- Born: 23 July 1928 Hyderabad, India
- Died: 12 March 2010 (aged 81) Hyderabad, India

Philosophical work
- Era: Modern era
- Region: India
- Main interests: Quranic studies, Islamic law

= Hameeduddin Aquil Husami =

Indian Islamic scholar (1928–2010)

Hameeduddin Aquil Husami (23 July 1928 – 12 March 2010) was an Indian Islamic scholar. He was a member of the All India Muslim Personal Law Board. He was the founder head of Jamia Islamia Darul Uloom, Chairman of Deeni Madaris Federation and headed the United Muslim Forum, an Umbrella organisation for many Muslim organisations.

== Early life ==
Husami was born on 23 July 1928 in Hyderabad, India.

== Death ==
He died on 12 March 2010, was suffering from lung illness.
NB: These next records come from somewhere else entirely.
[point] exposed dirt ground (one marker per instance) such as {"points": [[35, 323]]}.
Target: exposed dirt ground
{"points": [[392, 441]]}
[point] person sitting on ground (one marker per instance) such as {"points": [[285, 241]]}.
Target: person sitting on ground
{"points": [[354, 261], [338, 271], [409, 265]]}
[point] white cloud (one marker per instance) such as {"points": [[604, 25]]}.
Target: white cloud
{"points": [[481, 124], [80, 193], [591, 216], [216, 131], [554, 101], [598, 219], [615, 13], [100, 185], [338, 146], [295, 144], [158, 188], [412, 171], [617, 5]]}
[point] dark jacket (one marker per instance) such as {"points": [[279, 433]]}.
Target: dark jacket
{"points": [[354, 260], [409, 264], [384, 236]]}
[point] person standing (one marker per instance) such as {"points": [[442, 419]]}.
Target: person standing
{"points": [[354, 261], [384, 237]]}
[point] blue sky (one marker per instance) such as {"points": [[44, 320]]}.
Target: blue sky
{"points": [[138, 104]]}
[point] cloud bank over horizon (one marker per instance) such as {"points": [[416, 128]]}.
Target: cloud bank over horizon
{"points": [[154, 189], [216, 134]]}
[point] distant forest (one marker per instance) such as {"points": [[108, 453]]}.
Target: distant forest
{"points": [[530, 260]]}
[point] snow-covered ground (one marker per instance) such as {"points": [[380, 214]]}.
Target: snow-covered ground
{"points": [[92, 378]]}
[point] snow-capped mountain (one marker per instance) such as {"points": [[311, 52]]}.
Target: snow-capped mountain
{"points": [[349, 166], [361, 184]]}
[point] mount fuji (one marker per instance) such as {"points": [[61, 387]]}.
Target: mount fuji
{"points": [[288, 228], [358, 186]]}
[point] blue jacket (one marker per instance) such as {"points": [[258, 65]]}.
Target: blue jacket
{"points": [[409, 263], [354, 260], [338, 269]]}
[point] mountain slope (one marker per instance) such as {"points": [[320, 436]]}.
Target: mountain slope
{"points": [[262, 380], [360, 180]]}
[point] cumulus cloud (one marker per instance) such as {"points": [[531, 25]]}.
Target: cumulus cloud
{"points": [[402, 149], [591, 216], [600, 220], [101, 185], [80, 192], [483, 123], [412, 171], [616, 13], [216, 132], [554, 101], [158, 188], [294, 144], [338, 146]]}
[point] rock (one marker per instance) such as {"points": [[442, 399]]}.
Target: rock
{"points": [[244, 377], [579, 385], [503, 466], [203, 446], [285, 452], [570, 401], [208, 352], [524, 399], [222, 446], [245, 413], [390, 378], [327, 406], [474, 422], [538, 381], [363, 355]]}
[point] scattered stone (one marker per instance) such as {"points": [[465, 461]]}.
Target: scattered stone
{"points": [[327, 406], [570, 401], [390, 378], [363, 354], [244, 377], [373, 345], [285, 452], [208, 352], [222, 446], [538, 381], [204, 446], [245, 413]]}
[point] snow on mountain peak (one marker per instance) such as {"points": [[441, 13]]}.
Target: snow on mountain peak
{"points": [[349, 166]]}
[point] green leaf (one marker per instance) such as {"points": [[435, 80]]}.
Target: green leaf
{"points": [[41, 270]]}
His Namaz-e-Janaza was prayed at Makka Masjid, Hyderabad and was buried in Hussamia Chaman, an ancestral graveyard of his family.

Dr. K. Rosaiah, the former Chief Minister of Andhra Pradesh, Asaduddin Owaisi, President of All India Majlis-e-Ittehadul Muslimeen and N. Chandrababu Naidu visited the residence of Husami to pay tribute.